There is no right or wrong here; it is a question of style and preference. But there are a few caveats if you’re going to change the system:

  • Characters who start out as newbie/apprentice type characters are going to be very frustrated if they’re expecting the Hero’s Journey and you’re enforcing a more realistic rate of advancement. Talk to these players ahead of time to set appropriate expectations.
  • If you limit chargen points too much and enforce a slow progression model, you’re basically begging people to min/max their skills in chargen.
  • It’s a bit jarring to restrict starting levels in chargen (“sorry, you don’t have enough background experience to justify a rating 6 in that skill”) and then let characters advance to level 6 in a few months of game play.
  • Carrot on a stick model works best when people start off at low levels (as MMOs/tabletop RPGs do).
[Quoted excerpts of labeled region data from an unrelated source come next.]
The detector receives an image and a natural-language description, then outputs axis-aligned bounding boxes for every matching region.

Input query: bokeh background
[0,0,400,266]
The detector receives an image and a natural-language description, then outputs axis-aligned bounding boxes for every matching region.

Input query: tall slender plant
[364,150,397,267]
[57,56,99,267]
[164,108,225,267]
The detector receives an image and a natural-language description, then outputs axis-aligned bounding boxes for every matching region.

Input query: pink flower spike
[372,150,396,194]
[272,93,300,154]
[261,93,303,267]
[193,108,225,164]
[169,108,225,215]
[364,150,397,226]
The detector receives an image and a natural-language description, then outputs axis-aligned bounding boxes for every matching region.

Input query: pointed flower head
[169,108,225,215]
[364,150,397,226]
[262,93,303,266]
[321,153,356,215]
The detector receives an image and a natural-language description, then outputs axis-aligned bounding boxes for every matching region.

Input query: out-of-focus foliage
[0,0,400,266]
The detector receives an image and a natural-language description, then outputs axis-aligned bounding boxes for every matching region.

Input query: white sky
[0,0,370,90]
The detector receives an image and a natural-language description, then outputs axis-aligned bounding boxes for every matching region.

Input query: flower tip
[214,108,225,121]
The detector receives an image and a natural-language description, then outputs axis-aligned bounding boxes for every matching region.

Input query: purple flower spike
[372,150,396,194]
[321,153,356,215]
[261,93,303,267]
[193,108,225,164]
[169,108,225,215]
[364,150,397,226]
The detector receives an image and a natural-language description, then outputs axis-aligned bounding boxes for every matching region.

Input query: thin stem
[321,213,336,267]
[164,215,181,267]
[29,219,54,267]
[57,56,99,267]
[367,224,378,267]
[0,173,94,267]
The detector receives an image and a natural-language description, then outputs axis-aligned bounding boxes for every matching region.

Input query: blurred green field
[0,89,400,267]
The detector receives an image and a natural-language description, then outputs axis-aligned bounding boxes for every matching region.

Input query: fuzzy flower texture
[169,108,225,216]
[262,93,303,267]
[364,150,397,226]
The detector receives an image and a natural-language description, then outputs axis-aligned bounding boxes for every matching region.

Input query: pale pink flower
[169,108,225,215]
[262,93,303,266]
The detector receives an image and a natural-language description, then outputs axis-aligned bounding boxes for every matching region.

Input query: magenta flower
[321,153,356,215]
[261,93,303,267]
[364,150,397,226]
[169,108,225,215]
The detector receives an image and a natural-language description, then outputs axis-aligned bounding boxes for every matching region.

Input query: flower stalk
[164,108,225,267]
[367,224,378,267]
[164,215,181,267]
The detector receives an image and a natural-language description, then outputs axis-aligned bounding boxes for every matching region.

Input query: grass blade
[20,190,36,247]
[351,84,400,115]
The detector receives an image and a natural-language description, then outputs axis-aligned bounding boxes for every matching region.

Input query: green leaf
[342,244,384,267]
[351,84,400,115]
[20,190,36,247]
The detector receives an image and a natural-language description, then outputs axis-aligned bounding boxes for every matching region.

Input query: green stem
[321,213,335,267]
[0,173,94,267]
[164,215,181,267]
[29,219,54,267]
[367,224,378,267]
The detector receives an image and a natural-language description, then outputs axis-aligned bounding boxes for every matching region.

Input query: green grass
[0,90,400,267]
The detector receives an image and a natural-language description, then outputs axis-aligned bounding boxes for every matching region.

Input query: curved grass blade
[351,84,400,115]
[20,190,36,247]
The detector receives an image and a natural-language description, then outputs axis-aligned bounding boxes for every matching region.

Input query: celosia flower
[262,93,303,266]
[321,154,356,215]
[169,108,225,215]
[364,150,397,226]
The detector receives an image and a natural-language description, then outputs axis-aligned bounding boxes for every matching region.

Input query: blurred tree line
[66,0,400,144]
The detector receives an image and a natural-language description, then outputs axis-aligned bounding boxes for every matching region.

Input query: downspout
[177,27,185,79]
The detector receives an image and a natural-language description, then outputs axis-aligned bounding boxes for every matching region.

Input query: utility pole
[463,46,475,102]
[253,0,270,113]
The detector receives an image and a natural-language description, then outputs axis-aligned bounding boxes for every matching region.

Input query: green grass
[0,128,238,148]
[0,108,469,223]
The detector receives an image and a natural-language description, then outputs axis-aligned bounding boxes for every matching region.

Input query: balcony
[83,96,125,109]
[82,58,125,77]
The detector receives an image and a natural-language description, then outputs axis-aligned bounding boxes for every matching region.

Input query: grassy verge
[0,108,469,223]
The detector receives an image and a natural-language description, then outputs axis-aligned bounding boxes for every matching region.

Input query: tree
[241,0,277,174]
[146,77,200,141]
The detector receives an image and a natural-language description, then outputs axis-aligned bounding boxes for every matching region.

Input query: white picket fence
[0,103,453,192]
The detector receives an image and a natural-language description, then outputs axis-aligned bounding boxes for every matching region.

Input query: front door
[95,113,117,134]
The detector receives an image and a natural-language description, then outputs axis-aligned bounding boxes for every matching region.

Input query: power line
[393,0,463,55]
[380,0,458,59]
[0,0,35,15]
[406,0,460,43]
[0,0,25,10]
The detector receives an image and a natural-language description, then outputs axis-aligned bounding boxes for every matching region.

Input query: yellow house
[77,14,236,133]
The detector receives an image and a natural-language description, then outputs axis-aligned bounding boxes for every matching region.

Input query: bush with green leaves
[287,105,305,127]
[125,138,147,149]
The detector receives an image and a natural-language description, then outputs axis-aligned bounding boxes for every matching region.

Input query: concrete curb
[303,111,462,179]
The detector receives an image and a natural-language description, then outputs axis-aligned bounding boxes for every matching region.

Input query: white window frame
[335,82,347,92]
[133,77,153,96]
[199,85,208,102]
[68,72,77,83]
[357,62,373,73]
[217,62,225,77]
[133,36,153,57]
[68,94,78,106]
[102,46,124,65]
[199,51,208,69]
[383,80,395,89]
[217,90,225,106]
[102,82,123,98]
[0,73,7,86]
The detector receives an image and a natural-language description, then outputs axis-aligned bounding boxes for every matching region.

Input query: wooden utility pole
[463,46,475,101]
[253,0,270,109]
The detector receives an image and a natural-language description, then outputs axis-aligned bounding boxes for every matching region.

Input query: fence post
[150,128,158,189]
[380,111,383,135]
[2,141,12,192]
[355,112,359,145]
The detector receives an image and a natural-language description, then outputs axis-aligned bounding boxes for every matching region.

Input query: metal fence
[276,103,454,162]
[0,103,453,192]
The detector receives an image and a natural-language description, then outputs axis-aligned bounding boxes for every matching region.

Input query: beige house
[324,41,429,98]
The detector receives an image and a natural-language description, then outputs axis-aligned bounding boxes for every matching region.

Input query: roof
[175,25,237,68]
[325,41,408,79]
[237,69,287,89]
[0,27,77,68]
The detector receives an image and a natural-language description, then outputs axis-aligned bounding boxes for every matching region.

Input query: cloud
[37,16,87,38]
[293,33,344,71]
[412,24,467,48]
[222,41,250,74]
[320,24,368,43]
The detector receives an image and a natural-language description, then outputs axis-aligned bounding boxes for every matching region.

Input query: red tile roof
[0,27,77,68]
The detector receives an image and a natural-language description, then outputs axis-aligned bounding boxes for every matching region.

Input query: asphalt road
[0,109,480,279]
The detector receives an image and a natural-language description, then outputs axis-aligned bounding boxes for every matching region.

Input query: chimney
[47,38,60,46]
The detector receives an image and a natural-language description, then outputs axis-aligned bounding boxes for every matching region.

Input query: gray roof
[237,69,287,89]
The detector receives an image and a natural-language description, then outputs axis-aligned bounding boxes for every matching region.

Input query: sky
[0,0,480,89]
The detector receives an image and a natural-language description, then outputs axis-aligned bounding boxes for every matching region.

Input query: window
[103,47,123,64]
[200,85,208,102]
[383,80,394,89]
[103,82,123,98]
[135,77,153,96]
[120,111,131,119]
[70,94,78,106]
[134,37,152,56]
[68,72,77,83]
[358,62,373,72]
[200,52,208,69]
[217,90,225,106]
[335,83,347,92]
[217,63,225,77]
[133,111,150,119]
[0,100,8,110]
When you let people start as experts and still expect continuous advancement, you can quicly reach godlike power levels. It can also lead to some glaring disparities between veteran characters and people fresh out of chargen. (the “dino effect”)
  • Reward-based advancement can lead to OOC sour grapes if people are unable/unwilling to do certain things due to time/temperment/etc. It can also create a have/have-not splintering of power levels.


This is a pet peeve of mine, so take it with a grain of salt :)

Please don’t add a Dodge skill. For one, it makes warriors now need to buy one more skill, which just causes more min/maxing and silliness in chargen. Secondly, nobody ever goes into a martial arts dojo just to learn “Dodge”. Splitting out dodge makes about as much sense as splitting out punching or kicking. It also doesn’t account for parries/blocks very well.

Some people added a Dodge skill in 2nd Edition because of the way melee weapons were defended. In 3rd edition that’s no longer necessary. If you’ve got a Sword, and someone’s attacking with an Axe, you defend with your Sword skill.

Combat Without Armor

The default FS3 configuration is balanced for near-modern military combat with vehicles or ground troops will be wearing body armor most of the time. If you don’t have armor in your theme (e.g. a Wild West game) you’ll probably find that combat is too lethal. You can adjust the lethality levels in that case.

You may also want to do this in a post-apoc or low-tech environment where healing is in short supply, since otherwise it might be hard to explain people surviving terrible wounds.